Maybe a friend added her name, knowing she'd approve. Maybe a prankster typed it in knowing she'd be horrified. Maybe a zealous stranger copied it off a church bulletin or a wanted poster. Without more research, I can't claim to have any idea or whether this petition was endorsed by 66 people or by one person 66 times.

But what if I hunted down the real Kathryn Quirk and confirmed the validity of this "signature"? All I'd know then is that she expended the tiniest measurable amount of energy--just above that necessary to emit an approving grunt--to register her endorsement of the anti-Ashcroft effort.

The proper response to that is "So what?" Which is roughly the response of Sen. Dick Durbin (D-Ill.), a member of the Senate Judiciary Committee considering Ashcroft's nomination and a frequent recipient of Internet-generated petitions on a variety of subjects.

In an interview Friday, Durbin put such petitions way at the bottom of the importance rankings. "The most powerful form of communication from constituents is the face-to-face comment," Durbin said. "Then it's a personal letter or phone call. After that is a huge dropoff to preprinted postcards, and well below that is the paper petition."
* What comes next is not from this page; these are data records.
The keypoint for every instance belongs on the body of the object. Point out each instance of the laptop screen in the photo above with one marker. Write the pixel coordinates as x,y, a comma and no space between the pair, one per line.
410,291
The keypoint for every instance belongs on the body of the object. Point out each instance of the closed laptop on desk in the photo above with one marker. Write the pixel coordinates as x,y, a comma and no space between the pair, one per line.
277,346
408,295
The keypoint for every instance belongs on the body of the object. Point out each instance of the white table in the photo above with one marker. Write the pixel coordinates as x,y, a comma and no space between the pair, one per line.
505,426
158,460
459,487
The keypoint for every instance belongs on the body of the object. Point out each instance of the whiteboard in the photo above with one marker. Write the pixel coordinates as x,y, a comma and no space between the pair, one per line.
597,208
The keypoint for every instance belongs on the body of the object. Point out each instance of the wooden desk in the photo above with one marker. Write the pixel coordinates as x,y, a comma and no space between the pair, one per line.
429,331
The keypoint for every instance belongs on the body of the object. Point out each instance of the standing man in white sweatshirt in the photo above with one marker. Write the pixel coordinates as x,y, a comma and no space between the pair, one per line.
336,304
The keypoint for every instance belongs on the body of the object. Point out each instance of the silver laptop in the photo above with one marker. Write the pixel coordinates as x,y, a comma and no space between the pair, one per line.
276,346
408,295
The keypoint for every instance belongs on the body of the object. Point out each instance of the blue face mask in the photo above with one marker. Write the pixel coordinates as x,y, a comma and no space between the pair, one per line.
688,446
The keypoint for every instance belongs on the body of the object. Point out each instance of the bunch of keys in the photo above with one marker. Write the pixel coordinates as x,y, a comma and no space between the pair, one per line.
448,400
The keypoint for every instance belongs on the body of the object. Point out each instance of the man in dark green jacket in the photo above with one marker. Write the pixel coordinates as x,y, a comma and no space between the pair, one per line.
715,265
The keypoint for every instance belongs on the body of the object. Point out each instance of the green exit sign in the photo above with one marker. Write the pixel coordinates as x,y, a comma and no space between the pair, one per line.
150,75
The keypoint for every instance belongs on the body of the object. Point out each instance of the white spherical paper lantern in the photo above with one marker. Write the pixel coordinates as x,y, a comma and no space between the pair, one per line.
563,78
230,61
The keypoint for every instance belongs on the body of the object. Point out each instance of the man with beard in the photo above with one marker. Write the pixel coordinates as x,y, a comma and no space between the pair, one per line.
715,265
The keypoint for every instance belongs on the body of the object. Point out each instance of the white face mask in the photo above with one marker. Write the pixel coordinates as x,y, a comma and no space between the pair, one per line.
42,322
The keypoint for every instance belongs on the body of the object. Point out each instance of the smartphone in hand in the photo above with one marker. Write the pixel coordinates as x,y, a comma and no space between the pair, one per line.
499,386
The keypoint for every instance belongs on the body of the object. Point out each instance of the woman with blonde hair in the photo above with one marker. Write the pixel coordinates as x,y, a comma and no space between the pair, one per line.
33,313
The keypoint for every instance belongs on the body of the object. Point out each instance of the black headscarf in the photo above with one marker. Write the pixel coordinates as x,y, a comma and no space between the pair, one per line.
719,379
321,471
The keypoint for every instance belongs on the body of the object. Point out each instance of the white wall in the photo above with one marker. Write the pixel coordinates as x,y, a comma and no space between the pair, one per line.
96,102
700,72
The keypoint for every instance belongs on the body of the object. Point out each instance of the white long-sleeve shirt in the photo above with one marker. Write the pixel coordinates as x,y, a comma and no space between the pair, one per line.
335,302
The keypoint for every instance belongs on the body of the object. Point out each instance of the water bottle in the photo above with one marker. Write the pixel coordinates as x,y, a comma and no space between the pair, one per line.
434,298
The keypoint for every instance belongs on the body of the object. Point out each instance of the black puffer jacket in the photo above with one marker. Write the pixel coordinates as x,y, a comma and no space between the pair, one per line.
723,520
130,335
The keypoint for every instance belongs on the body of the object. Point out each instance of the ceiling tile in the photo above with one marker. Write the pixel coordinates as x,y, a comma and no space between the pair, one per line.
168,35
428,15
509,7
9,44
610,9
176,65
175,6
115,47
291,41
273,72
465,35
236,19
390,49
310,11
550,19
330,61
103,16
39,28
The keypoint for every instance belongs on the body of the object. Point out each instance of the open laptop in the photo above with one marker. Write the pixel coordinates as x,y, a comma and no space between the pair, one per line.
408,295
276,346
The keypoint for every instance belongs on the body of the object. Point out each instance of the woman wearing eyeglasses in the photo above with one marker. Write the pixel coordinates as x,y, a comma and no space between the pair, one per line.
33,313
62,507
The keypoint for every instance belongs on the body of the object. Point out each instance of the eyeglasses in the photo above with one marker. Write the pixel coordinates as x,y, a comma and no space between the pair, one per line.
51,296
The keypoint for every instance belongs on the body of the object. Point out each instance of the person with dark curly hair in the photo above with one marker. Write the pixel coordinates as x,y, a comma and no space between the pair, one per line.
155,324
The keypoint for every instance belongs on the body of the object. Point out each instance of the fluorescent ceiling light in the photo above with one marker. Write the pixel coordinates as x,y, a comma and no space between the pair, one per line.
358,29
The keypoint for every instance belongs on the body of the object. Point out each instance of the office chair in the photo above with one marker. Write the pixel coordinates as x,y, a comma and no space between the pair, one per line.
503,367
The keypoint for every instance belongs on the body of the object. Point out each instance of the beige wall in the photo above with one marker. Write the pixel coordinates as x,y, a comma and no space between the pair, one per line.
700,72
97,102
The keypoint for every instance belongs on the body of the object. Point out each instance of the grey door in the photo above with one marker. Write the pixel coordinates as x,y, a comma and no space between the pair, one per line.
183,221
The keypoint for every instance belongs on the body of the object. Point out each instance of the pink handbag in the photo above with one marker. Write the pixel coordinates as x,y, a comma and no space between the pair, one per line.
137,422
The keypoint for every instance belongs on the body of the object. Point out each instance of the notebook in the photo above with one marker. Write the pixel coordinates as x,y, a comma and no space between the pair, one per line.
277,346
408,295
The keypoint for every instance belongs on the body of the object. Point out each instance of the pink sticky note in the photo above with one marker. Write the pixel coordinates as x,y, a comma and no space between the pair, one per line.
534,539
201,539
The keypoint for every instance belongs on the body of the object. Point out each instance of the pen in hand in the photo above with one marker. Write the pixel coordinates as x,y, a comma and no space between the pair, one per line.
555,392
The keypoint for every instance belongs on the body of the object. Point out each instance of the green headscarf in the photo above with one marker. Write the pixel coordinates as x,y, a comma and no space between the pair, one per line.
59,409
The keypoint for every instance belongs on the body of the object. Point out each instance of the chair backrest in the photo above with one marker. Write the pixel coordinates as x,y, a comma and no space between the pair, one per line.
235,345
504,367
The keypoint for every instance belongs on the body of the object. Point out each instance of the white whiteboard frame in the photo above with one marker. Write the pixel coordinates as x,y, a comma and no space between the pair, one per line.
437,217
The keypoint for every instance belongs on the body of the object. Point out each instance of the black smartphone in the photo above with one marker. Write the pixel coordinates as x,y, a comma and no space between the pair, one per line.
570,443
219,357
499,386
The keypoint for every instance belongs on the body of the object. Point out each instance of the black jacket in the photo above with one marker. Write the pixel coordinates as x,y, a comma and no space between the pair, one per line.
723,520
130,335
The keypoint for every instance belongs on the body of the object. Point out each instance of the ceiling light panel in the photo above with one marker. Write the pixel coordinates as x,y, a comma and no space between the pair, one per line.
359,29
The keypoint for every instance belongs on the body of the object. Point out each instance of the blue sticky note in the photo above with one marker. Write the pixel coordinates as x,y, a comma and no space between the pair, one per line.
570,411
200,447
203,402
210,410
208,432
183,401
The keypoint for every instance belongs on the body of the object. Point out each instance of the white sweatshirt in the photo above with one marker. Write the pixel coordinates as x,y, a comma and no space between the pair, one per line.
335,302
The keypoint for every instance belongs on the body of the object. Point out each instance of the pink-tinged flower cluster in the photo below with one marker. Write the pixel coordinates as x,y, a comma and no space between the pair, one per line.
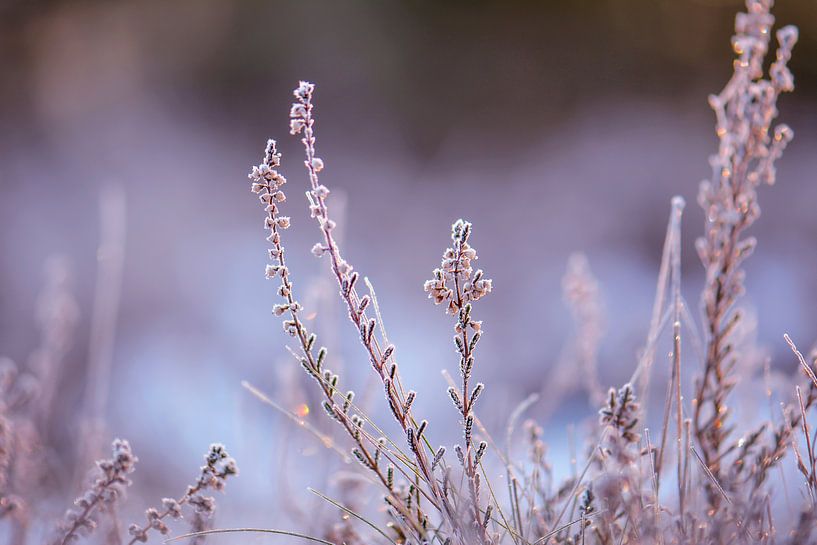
455,282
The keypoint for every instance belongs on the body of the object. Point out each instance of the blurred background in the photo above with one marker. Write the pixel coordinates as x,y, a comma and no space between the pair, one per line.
127,130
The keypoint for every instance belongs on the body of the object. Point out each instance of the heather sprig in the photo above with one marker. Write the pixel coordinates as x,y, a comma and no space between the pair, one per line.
381,354
218,467
457,285
104,492
745,110
267,182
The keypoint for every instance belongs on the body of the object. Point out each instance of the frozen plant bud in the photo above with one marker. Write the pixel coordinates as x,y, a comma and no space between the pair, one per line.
296,126
318,249
304,90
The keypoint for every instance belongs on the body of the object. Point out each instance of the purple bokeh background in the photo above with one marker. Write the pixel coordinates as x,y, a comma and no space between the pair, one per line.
553,128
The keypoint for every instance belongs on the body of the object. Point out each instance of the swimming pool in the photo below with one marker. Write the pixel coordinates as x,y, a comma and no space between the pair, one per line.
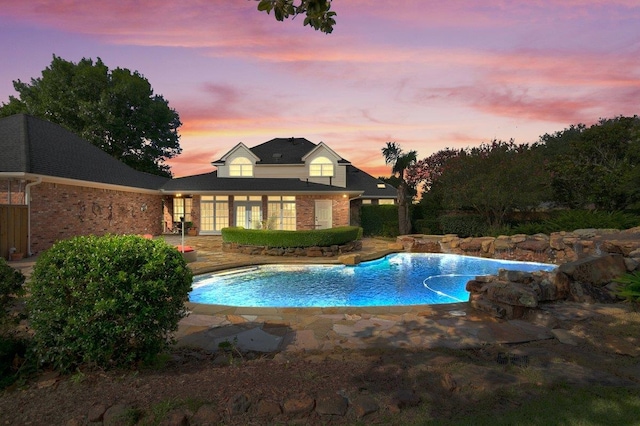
397,279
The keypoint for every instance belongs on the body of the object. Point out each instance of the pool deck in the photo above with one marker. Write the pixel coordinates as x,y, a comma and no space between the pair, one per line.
328,329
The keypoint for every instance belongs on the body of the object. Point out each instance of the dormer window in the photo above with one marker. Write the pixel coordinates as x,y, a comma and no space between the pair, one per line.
321,166
241,167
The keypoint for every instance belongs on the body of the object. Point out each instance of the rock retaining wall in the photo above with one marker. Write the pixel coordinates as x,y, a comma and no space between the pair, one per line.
558,248
589,260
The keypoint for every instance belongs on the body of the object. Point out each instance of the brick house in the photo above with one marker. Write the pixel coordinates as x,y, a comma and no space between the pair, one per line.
54,185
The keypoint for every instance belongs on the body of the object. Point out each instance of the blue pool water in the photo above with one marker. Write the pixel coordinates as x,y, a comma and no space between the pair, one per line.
398,279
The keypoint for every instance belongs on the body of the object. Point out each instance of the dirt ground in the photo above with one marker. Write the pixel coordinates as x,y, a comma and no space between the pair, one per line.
603,349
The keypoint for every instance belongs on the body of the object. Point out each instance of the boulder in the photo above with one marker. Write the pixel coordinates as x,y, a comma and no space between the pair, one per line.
596,271
514,294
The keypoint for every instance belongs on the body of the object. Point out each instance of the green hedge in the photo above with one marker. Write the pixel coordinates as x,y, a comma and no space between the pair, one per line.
379,220
285,239
108,301
463,225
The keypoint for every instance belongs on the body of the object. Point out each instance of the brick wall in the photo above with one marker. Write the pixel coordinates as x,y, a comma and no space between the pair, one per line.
62,211
12,191
305,210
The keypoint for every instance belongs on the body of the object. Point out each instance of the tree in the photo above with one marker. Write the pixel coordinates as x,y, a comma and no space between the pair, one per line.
116,111
400,161
318,13
493,179
598,165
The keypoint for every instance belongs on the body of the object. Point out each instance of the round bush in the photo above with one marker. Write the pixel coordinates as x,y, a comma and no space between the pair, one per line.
109,301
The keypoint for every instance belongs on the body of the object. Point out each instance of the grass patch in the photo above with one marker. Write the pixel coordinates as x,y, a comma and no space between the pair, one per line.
564,405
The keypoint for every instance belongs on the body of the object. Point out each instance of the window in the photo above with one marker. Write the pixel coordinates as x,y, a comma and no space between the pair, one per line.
214,212
182,208
241,167
321,166
282,213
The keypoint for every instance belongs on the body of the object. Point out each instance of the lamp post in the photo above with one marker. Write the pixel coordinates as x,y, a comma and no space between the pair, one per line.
182,229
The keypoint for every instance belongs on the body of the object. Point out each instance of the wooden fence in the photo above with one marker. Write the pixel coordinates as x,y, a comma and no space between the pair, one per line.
13,229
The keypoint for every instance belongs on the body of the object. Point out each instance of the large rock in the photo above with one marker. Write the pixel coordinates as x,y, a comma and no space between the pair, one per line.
596,271
537,245
514,294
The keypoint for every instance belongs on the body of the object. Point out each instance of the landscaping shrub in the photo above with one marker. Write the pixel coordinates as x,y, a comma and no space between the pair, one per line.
285,239
379,220
11,281
109,301
463,225
630,286
570,220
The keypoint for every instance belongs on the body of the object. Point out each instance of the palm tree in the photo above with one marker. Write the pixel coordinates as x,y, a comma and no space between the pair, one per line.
400,161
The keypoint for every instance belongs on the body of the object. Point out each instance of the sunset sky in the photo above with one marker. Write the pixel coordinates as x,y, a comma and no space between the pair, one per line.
425,74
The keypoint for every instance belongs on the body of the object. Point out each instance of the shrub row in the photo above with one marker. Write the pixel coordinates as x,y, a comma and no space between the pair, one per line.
379,220
286,239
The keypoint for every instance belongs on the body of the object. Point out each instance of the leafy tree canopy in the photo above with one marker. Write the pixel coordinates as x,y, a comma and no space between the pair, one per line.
318,13
116,110
597,165
400,162
493,179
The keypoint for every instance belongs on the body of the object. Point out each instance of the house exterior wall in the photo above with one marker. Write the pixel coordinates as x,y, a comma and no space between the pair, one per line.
305,211
63,211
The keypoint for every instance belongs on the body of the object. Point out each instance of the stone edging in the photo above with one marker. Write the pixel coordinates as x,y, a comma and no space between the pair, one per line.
314,251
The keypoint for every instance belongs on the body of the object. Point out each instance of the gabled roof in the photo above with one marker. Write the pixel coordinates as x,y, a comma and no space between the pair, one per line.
240,147
283,150
356,178
31,145
210,182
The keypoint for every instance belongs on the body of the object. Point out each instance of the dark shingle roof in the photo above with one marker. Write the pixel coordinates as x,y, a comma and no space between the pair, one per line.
211,182
357,179
32,145
283,150
35,146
Durbin said that earlier in his career, he would have his staff respond by letter to each name on petitions. "They'd often get angry and say they never signed such a thing," he said. "And when we'd show them the copy of their signature, they'd shrug and say, `Oh, I never read that. Some guy just asked me to sign it at the shopping mall.'"

Now well-meaning activists of all stripes are using a lobbying device with even less integrity. "There's no way to tell if the names on these e-mail petitions are valid," Durbin said. "They lack credibility with me."

As I'd hope. Even though I'm with the putative Ms. Quirk when it comes to Ashcroft, the last thing I'd want would be public officials paying deference to whichever side of an issue has the most industrious computer nerds.

The People for the American Way have issued excited news releases about the more than 130,000 "signatures" the organization has collected at opposeashcroft.com, where signatories must enter an address. All I can say is that this was just a small hurdle for me when I signed the petition as Kathryn Quirk and sent myself e-mail from KathrynQuirk@ericzorn.com asking me to join the cause.

A fellow cynic recently said, "Internet petitions aren't worth the paper they're not printed on." But they're actually worse than worthless. They lull those who care about an issue into a feeling of satisfaction that they have done something and spoken out, when in fact they have done squat and said nothing.

Delete those petitions. Respond to friends who send them with a note that says, hey, if you want to have an impact, pick up the phone or write a real letter in your own words to those running the show. Otherwise you're just clicking in the wind.